There are basic guidelines available for how to allocate your paycheck each month so that the important bills get paid and you put some money away in savings. Figure the allocations on your after-tax salary, which is all you really have to work with anyway. When money is left over, you should allocate some to an emergency fund and another portion for food, clothing and transportation. Then and only then can you allocate money to your discretionary fund for play. According to Kiplinger’s, based on an annual $35,000 salary, your allocations should take care of your living expenses, allow you to save, go out occasionally and repay your debts.
Investment advisers recommend paying yourself first to ensure you won’t be left high and dry by the time you retire or if you encounter an emergency. The first allocation should come straight off the top and equal about 10 percent of your salary. You can have the money automatically taken out of your paycheck and deposited in a money market or other liquid account to force you to save. Use direct deposit with your bank to get that set up.
You need to take care of your living arrangements next. Plan to allocate no more than 40 percent of your salary to your rent or mortgage and the utilities. If big cooling bills in the summer and whopping heating bills in the winter hit you hard, you may want to consider a monthly utility payment plan that automatically averages out your utilities so that you pay the same amount every month, alleviating any concerns about whether you’re allocating enough to cover them.
Food and Clothing
The necessities of life include food and clothing, but what brands and how much you buy is negotiable.
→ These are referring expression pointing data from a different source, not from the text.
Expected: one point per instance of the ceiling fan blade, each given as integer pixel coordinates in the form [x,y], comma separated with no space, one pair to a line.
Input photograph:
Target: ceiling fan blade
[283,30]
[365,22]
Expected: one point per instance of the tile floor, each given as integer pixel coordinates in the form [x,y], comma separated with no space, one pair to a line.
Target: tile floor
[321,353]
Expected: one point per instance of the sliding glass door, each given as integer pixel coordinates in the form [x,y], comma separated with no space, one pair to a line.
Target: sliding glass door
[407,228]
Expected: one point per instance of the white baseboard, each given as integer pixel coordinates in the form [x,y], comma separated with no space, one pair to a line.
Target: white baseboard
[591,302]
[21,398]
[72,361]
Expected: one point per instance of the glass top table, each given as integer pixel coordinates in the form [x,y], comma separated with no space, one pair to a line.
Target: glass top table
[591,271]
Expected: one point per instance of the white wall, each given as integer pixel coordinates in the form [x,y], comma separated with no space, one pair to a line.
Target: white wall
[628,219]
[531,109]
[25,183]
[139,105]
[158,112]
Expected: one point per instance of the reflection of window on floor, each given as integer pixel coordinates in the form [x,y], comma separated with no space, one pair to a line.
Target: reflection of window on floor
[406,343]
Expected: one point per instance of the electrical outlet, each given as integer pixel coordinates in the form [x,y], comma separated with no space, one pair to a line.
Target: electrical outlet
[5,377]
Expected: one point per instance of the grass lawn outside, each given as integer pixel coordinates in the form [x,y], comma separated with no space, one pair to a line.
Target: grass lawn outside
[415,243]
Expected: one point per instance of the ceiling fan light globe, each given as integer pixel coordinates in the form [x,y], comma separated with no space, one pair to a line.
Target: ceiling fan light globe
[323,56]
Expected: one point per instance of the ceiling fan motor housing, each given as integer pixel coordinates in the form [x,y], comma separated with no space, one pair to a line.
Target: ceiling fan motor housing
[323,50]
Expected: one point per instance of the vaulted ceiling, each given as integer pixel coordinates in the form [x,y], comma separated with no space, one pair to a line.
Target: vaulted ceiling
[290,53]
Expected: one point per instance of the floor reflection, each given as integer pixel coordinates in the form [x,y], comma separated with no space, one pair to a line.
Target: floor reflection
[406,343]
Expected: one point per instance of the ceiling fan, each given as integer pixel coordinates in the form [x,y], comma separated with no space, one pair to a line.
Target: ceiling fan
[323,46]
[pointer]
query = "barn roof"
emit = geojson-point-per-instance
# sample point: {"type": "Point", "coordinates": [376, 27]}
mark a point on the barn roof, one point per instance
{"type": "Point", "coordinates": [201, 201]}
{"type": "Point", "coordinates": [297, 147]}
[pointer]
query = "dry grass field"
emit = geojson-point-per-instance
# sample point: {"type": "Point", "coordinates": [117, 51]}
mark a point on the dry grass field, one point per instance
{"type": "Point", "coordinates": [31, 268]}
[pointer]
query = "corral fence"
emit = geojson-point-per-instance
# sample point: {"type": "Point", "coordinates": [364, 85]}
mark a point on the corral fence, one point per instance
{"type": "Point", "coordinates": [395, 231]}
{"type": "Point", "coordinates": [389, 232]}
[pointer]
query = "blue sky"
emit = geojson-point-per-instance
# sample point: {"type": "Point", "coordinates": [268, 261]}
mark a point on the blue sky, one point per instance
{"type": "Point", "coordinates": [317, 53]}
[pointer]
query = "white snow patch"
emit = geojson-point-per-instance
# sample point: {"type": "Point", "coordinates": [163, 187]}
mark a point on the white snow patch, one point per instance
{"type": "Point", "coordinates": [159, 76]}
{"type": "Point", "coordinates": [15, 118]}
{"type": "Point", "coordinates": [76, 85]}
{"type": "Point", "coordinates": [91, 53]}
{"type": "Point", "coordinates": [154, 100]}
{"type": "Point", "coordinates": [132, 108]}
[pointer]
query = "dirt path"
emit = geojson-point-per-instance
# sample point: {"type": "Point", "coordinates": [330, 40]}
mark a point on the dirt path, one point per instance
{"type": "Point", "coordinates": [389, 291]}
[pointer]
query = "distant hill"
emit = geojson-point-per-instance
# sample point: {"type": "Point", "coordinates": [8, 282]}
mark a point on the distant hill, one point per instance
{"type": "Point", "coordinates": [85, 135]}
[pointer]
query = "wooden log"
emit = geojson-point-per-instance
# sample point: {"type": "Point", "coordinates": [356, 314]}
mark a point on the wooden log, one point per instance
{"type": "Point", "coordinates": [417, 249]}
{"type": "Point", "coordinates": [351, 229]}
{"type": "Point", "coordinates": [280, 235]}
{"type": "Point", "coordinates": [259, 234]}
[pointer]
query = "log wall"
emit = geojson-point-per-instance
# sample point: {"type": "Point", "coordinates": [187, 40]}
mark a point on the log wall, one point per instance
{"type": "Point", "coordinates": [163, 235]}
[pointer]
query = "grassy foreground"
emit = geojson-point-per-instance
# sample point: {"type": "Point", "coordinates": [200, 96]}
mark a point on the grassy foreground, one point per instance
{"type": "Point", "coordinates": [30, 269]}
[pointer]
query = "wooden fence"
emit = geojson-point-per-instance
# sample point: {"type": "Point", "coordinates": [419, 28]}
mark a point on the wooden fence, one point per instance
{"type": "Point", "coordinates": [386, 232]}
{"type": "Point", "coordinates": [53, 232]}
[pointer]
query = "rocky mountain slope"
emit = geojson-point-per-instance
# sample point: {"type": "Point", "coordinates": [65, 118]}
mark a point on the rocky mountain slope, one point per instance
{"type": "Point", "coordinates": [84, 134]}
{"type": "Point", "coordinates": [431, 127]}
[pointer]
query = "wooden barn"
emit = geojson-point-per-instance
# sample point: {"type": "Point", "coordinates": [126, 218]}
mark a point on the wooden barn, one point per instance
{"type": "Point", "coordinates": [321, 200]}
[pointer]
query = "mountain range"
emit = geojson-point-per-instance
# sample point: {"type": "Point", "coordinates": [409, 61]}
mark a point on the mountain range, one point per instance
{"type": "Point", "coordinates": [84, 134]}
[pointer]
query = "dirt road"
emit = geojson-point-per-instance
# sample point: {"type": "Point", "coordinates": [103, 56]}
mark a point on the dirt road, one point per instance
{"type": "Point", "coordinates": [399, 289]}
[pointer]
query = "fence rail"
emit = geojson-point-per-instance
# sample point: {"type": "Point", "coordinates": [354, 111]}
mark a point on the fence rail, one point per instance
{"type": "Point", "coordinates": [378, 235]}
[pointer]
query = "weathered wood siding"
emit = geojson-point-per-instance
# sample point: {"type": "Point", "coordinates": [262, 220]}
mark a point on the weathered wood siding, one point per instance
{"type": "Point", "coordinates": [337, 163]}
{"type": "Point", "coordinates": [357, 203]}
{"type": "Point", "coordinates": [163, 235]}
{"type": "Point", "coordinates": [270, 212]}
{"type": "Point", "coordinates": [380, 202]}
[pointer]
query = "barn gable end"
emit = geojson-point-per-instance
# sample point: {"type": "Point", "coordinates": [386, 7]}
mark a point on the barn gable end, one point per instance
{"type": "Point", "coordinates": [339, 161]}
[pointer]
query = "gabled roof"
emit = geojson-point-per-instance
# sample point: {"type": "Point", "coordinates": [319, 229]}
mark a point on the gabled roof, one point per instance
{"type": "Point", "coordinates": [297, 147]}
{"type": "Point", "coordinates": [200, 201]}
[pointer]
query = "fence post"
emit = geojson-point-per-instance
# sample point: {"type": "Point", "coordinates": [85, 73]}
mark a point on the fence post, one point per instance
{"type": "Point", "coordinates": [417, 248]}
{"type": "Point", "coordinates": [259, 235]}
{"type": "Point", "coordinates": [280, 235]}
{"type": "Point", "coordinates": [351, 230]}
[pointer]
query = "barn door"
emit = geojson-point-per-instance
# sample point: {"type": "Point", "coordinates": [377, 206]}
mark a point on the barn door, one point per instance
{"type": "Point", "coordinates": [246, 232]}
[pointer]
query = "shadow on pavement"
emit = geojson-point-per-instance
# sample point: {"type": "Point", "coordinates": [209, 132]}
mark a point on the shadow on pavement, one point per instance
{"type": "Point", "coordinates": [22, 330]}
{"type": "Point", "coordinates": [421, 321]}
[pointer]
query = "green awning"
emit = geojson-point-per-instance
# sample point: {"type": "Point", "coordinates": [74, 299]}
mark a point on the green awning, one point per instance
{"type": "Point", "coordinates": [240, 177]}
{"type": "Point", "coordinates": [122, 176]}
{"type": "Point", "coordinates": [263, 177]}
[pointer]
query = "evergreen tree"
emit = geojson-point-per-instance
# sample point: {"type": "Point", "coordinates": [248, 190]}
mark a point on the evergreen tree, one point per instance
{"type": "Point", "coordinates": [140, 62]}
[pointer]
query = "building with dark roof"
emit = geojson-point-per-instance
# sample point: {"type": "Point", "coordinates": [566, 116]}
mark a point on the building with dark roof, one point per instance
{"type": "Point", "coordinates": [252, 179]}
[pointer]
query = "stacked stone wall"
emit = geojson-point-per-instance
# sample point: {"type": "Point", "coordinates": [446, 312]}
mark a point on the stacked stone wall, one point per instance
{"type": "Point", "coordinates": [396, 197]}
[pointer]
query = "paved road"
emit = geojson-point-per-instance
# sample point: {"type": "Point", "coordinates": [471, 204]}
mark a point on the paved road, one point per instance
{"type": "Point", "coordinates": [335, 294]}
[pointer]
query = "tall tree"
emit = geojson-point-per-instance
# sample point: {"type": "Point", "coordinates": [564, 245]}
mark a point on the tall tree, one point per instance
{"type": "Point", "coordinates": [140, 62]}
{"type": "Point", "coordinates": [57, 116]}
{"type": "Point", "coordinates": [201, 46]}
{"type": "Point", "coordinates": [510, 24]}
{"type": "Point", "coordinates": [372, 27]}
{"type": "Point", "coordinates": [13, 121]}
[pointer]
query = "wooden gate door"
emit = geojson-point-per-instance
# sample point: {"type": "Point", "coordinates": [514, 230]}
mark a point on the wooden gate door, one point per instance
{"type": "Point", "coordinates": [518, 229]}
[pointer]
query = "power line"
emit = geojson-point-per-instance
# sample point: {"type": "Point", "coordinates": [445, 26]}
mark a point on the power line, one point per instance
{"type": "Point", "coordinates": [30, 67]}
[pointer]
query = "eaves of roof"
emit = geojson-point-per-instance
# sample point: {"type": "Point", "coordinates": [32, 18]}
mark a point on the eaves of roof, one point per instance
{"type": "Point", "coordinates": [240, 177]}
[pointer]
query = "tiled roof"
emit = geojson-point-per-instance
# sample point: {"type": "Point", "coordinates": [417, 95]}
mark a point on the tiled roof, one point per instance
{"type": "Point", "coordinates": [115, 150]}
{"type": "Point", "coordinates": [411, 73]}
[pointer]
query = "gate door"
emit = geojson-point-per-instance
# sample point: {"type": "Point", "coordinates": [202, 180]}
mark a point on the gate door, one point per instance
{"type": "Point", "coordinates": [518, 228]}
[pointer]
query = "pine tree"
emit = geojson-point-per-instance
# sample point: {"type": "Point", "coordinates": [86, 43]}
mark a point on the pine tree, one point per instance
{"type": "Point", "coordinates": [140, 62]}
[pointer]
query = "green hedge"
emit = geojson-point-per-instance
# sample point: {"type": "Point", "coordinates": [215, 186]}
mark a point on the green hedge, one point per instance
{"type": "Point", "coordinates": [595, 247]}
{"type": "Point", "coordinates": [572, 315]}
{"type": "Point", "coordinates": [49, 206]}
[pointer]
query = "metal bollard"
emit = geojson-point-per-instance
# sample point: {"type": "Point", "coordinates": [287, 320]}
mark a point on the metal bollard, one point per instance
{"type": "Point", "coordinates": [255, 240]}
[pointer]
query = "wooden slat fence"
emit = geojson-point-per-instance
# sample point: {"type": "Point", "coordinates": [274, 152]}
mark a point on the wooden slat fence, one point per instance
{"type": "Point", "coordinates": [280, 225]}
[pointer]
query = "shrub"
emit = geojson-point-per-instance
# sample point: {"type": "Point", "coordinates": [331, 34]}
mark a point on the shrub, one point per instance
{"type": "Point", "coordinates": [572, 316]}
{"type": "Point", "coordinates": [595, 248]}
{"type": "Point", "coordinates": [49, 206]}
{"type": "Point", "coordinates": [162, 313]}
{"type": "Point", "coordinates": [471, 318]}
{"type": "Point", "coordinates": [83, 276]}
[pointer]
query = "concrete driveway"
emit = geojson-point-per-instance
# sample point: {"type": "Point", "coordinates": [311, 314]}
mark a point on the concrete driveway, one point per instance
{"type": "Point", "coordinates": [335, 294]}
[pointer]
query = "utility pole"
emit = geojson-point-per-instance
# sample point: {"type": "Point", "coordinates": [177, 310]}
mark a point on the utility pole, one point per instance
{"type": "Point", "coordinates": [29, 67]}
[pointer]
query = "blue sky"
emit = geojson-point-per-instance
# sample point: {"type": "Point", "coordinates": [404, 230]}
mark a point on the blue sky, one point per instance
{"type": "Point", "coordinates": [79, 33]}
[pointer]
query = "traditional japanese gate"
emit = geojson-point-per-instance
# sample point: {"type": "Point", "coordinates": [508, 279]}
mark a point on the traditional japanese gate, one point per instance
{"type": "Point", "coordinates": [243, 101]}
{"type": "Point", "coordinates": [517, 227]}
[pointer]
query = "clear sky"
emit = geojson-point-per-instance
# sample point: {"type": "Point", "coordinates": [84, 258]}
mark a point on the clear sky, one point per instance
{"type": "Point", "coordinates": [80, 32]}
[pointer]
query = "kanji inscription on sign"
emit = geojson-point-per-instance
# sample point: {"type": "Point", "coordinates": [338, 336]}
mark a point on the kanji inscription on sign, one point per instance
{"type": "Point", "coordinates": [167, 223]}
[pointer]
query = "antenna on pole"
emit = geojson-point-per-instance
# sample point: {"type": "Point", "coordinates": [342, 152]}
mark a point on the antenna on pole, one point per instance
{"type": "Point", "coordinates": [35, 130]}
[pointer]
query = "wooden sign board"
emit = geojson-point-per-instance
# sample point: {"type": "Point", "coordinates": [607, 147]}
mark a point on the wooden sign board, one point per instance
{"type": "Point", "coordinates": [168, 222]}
When setting up a budget, include groceries, takeout and restaurants in your total food allocation, which should be about 15 percent of your $35,000 salary. You can put aside your clothing allowance and spend it all at once or purchase items that fit into your budget each month. Either way, plan for your clothing allocation to average about 5 percent of your salary.
You can’t forget about your debt. Kiplinger recommends an average allocation of about 10 percent to cover your credit card bills and other debt such as student loans. Of course, if you don’t carry any debt, that 10 percent can go toward your savings, vacation plans or large purchases.
Plan on allocating about 15 percent of your $35,000 salary to car payments and insurance, gas and maintenance for your vehicle. You may be able to squeeze a bit more out of your paycheck for entertainment or saving for a special purchase if you don’t drive or if you own your car outright. For example, if you live in a city with a sufficient transportation system, you can probably cut your transportation allocation.
That leaves you about 5 percent to allocate for your hobbies and other interests. Not that it’s unimportant, but your fun and entertainment is the lowest priority and can’t take up more than its fair share if you want to maintain a comfortable life without incurring additional debt. Entertainment expenses include drinks after work, concerts, sports gear and movies. Your vacation money should come out of this pot as well.